Key Experimental Results¶
Main Results¶
| Component | Cifar10 | Cifar100 | Clipart | Sketch | Avg Accuracy | Key Features |
|---|---|---|---|---|---|---|
| MHA (Attention) | 93.2 | 84.1 | 78.5 | 62.1 | 90.8 | Highest plasticity |
| FC1 (FFN 1) | 93.0 | 83.8 | 78.1 | 61.9 | 90.7 | Second highest plasticity |
| FC2 (FFN 2) | 92.6 | 83.2 | 77.6 | 61.5 | 90.3 | Medium plasticity |
| LN2 (Norm 2) | 92.1 | 82.4 | 76.8 | 60.2 | 89.9 | Low plasticity |
| LN1 (Norm 1) | 92.0 | 82.1 | 76.5 | 59.8 | 89.8 | Lowest plasticity |
Key Findings¶
- Attention modules and FFN layers are significantly superior on most benchmarks, particularly on difficult datasets (Cifar100, Clipart, Sketch).
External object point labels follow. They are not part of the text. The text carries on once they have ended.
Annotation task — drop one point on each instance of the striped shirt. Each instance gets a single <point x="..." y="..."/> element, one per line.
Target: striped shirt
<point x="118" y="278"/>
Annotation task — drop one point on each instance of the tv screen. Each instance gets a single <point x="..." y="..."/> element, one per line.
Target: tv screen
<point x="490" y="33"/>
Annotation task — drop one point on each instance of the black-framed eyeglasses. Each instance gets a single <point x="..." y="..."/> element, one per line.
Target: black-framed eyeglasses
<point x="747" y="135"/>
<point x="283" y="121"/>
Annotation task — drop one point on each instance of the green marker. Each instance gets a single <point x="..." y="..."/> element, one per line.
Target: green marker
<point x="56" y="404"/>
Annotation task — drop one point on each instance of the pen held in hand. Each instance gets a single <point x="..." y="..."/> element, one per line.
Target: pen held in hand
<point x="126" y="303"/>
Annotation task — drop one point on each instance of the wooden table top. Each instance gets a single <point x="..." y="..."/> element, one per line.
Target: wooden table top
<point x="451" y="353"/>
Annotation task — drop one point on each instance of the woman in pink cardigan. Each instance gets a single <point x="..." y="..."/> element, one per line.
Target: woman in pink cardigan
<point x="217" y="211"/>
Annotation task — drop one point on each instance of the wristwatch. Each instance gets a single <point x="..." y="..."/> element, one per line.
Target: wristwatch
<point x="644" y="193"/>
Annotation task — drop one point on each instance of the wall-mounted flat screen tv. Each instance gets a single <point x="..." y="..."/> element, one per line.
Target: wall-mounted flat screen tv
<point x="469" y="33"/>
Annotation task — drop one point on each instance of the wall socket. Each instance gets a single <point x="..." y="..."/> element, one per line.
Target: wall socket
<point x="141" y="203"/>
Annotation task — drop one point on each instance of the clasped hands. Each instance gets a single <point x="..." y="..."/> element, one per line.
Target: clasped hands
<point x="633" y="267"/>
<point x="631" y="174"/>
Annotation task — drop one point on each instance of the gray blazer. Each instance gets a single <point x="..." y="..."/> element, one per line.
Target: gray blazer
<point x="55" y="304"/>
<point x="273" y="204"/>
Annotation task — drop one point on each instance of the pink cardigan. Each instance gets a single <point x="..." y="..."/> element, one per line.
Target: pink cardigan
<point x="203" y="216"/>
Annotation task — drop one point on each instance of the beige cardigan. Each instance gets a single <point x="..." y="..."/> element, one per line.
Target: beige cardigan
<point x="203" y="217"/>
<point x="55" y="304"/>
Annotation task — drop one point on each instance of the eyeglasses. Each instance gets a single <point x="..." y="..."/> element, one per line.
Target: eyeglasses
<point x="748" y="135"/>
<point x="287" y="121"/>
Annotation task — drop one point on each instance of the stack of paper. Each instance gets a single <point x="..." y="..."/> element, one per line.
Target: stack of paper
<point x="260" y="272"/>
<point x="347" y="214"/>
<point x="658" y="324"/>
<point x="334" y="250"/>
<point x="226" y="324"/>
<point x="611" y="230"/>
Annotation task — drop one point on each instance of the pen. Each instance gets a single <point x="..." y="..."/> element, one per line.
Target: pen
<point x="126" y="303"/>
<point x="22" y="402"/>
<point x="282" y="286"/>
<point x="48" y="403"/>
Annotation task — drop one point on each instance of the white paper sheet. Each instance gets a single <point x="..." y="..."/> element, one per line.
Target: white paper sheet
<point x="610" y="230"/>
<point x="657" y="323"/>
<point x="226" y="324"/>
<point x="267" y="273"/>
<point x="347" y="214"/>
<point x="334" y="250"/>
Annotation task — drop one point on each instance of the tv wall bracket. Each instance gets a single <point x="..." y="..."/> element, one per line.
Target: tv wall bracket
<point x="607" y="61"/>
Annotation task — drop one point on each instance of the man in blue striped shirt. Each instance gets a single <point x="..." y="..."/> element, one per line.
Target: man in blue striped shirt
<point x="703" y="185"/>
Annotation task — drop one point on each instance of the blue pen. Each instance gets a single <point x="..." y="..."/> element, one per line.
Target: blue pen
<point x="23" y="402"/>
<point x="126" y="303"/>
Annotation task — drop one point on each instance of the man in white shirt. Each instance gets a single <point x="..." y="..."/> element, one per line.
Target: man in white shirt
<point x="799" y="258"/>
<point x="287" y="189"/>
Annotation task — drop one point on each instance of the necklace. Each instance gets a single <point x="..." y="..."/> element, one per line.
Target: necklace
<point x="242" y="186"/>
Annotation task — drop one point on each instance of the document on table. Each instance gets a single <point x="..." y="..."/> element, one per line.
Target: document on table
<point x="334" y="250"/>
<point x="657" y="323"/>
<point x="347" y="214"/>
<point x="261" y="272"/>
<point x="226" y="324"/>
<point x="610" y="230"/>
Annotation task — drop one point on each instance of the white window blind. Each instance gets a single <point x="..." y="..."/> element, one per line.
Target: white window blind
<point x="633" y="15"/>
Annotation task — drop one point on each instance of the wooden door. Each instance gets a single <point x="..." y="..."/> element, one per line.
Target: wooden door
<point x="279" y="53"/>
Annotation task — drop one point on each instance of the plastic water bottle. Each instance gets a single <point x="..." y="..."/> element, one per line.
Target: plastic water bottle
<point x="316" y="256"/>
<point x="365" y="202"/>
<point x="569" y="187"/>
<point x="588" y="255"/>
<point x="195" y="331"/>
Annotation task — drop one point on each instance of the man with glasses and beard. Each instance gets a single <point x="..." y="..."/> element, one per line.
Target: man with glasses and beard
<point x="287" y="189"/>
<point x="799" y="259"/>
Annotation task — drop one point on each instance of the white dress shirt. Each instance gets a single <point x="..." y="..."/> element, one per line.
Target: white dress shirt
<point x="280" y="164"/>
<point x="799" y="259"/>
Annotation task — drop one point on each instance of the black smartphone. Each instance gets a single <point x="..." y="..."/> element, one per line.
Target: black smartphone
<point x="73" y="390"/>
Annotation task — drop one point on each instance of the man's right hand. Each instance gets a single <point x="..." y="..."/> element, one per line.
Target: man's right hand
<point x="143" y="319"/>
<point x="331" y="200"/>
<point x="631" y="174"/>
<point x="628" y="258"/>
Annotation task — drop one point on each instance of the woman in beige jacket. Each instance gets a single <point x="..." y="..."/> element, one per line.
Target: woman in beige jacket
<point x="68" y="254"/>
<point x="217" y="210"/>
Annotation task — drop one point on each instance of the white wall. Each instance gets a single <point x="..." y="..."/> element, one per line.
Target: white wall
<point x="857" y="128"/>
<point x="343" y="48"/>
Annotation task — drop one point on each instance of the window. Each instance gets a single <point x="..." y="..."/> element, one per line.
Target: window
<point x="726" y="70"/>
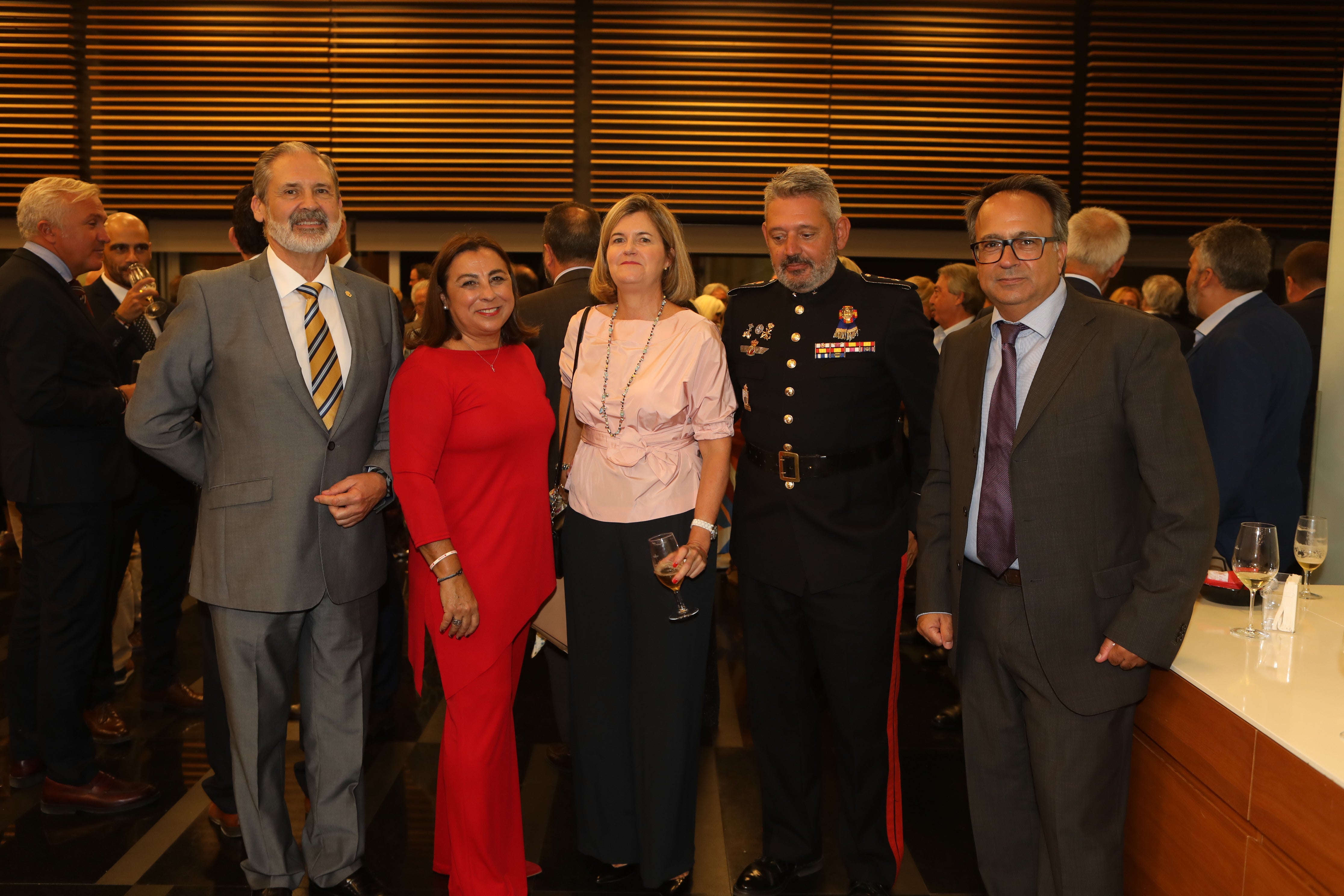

- Gradient norms align with plasticity rankings—high plasticity → large gradients → fast optimization.
- Sensitivity of fine-tuning performance to learning rates decreases as plasticity increases.
Highlights & Insights¶
- Anti-Conventional Wisdom: Overturns the classic assumption that "smoothness is always beneficial," proving that non-smoothness (high plasticity) is more advantageous in transfer learning scenarios.
- Unification of Theory and Empiricism: A complete chain from gradient bounds and plasticity definitions to large-scale 1000+ experiment validations.
- Cross-Architecture Consistency: The same patterns hold across ViT-Base/Large/Huge, DINOv3, and GPT-2.
Limitations & Future Work¶
- Experiments are limited to classification tasks; generalization to dense prediction tasks like detection and segmentation requires verification.
- The component isolation setup avoids analyzing interaction effects; actual synergistic updates of multiple components might generate new dynamics.
- The plasticity definition is based on a uniform distribution assumption; generalization to other distributions or specific domains remains to be explored.
Related Work & Insights¶
- vs. PEFT like LoRA: This paper provides a theoretical basis showing that directly fine-tuning high-plasticity components can be more efficient (28K parameters vs. LoRA 400K, matching performance on Cifar100).
- vs. Full Fine-Tuning: Single-component fine-tuning often outperforms full fine-tuning, indicating differences in "teachability" across various parts.
Rating¶
- Novelty: ⭐⭐⭐⭐⭐ Breaks the common sense that smoothness is always beneficial.
- Experimental Thoroughness: ⭐⭐⭐⭐⭐ Over 1000 fine-tuning runs + 11 benchmarks + across multiple model architectures.
- Writing Quality: ⭐⭐⭐⭐ Clear theoretical derivation, though some space is occupied by complex formulas.
- Value: ⭐⭐⭐⭐⭐ Directly guides the selection of components for efficient fine-tuning, providing practical reference value for PEFT method design.